POLÊMICA NA CONTRATAÇÃO DE FPSO PARA LIBRA

O consórcio detentor dos direitos de exploração e produção do campo de Libra, no pré-sal, formado por conceituadas empresas petroleiras, iniciou a contratação de uma unidade de produção flutuante (FPSO – Floating Production Storage and Offloading) para atender ao campo e convidou para participar do certame somente empresas estrangeiras, pois considerou que os custos e prazos de construção da unidade no Brasil são excessivos.Inconformado com esta orientação, o Sindicato Nacional da Indústria da Construção e Reparação Naval e Offshore (Sinaval) ajuizou ação pedindo a suspensão do certame de contratação, sustentando que a contratação está sujeita às regras de conteúdo local e que eventual concessão de “waiver” deverá ser aprovado pela ANP.O pedido preliminar foi indeferido sob o argumento de que não há previsão legal ou no contrato de partilha para anuência prévia da ANP em caso de aquisição de bens e serviços sem conteúdo local.
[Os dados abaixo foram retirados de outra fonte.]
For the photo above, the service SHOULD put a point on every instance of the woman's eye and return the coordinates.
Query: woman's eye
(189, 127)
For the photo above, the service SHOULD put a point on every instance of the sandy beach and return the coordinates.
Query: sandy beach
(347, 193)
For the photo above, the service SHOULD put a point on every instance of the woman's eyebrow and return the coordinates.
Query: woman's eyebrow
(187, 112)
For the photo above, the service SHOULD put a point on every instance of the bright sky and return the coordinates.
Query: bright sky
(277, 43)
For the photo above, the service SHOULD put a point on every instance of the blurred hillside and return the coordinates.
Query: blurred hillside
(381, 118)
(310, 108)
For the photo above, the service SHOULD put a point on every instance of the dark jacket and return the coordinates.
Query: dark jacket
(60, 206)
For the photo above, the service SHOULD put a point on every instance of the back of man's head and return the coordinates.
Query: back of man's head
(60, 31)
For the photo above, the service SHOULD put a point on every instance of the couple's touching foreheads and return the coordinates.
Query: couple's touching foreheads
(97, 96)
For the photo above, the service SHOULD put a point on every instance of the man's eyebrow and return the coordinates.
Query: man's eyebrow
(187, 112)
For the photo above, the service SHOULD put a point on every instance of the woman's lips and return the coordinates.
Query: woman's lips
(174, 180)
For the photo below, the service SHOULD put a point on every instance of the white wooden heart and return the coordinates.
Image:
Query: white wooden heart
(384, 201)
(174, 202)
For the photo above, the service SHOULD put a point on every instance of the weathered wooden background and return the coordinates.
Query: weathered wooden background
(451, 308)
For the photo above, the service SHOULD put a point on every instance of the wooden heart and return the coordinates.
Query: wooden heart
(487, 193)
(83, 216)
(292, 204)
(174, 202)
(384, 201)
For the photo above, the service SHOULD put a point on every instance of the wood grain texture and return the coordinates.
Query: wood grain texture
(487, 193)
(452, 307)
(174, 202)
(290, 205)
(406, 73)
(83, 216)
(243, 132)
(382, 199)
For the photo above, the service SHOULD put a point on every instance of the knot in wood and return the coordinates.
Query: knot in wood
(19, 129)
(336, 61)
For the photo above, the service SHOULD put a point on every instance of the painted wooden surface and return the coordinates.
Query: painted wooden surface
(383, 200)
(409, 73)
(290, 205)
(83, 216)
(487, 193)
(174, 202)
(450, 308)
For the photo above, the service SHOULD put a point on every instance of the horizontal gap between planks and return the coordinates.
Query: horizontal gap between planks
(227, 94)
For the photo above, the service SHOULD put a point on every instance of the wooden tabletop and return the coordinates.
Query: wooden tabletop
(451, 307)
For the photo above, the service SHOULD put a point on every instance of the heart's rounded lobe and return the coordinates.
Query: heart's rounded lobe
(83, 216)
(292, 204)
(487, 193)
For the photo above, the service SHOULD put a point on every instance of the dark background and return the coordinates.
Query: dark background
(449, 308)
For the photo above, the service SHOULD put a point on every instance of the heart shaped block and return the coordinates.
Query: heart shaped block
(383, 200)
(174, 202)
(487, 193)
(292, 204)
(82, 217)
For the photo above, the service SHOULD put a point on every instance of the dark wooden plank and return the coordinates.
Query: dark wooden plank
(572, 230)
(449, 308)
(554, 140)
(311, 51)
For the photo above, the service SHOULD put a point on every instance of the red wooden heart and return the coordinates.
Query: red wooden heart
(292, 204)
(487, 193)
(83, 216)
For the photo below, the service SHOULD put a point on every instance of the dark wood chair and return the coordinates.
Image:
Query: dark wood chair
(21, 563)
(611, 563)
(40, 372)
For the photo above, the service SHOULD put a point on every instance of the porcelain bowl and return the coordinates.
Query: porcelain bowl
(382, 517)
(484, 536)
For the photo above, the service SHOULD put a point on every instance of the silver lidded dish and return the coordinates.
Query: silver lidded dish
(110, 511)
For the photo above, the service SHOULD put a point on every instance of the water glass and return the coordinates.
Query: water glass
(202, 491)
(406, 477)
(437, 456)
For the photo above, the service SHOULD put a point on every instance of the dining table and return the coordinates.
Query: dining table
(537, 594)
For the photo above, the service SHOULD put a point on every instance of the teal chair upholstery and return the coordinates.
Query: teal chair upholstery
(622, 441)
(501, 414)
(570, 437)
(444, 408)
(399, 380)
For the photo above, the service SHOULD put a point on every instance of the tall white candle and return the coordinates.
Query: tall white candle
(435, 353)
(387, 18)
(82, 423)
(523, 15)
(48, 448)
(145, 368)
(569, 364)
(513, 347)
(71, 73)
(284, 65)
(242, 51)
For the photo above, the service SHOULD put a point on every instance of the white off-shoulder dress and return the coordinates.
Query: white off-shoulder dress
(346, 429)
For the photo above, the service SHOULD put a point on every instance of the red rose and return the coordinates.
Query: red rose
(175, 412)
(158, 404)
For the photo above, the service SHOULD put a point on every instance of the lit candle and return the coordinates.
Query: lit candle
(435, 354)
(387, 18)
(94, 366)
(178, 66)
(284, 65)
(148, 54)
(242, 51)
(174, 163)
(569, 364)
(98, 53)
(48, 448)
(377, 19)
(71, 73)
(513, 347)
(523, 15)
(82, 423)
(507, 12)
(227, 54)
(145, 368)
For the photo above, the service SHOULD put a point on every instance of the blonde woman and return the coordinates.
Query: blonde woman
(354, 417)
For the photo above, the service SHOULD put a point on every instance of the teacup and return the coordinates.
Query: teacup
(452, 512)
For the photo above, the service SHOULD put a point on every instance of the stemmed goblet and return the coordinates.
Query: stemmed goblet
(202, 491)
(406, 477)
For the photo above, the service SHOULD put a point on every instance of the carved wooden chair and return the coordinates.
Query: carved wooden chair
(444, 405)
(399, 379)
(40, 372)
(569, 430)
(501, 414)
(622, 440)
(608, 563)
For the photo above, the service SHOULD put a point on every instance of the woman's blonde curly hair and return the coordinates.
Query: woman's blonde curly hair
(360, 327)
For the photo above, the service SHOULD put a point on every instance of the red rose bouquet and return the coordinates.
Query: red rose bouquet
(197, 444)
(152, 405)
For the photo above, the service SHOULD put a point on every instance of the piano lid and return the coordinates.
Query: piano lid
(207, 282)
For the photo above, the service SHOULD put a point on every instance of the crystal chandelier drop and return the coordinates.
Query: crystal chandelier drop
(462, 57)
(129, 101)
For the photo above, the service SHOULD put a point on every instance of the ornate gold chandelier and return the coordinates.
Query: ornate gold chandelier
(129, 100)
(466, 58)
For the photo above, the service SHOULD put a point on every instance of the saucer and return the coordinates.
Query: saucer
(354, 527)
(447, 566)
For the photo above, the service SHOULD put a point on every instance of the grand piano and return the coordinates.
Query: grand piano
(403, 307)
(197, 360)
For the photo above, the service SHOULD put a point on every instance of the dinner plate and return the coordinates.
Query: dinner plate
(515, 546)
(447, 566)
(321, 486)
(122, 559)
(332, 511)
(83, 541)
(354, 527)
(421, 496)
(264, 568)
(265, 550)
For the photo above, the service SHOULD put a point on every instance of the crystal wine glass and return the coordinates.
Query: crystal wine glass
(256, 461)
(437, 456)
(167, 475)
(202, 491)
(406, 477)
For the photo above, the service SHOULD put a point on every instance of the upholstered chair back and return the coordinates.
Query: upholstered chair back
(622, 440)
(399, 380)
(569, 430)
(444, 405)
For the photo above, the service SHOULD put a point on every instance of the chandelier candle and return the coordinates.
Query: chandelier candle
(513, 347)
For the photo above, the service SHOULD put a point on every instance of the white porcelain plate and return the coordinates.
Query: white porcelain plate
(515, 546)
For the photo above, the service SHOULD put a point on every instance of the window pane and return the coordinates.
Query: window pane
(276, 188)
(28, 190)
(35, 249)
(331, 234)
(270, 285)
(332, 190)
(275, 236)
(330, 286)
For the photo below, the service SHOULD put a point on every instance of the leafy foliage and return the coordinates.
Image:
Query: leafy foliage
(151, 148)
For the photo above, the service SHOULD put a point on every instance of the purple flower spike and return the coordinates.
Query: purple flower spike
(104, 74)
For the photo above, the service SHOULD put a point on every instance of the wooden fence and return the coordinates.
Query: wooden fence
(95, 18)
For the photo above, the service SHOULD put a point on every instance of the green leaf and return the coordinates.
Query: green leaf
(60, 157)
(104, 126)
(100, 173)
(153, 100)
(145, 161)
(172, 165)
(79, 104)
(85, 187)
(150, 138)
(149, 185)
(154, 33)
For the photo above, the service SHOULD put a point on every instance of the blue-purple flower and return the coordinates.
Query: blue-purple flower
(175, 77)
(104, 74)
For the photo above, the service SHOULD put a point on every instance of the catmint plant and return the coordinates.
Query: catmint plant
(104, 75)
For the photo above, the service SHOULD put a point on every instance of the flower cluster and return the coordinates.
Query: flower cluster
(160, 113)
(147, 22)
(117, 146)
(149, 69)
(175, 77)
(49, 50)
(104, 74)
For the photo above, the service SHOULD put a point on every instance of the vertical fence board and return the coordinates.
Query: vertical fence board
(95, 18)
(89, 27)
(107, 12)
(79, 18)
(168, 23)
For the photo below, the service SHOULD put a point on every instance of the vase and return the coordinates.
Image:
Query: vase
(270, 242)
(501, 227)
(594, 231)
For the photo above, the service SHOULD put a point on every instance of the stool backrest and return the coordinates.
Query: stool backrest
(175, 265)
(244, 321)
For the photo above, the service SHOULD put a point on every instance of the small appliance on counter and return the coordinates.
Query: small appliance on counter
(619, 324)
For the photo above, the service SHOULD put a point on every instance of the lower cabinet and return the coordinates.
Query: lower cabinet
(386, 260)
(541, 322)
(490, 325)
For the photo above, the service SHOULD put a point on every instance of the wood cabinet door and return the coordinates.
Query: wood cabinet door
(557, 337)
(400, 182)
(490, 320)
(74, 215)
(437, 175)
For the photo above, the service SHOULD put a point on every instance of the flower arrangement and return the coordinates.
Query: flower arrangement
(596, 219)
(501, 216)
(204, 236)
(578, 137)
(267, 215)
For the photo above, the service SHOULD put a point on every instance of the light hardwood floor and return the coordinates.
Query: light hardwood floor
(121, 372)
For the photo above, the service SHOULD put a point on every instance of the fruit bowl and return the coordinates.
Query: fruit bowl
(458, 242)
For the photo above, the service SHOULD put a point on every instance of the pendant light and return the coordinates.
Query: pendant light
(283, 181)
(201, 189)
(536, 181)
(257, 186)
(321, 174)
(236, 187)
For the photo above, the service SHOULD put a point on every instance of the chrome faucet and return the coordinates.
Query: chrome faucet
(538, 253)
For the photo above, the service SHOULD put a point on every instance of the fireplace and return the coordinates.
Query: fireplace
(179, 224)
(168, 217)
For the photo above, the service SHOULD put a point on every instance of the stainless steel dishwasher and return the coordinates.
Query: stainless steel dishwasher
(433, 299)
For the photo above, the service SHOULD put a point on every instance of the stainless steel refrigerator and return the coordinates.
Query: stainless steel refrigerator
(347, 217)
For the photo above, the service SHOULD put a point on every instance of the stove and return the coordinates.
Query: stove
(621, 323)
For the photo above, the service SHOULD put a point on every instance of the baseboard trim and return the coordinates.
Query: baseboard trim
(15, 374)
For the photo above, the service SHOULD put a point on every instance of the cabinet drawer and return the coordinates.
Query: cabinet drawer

Inconformado com esta decisão, o Sinaval ingressou com recurso no Tribunal Regional Federal da 1ª Região (TRF-1), tendo o desembargador relator reformado a decisão por entender que a incerteza quanto à decisão da ANP justificaria a suspensão do certame, sobretudo porque se espera que esta decisão deva demorar, dado o trâmite do processo que examinará tal pleito. A empresa líder do consórcio pretende recorrer desta decisão.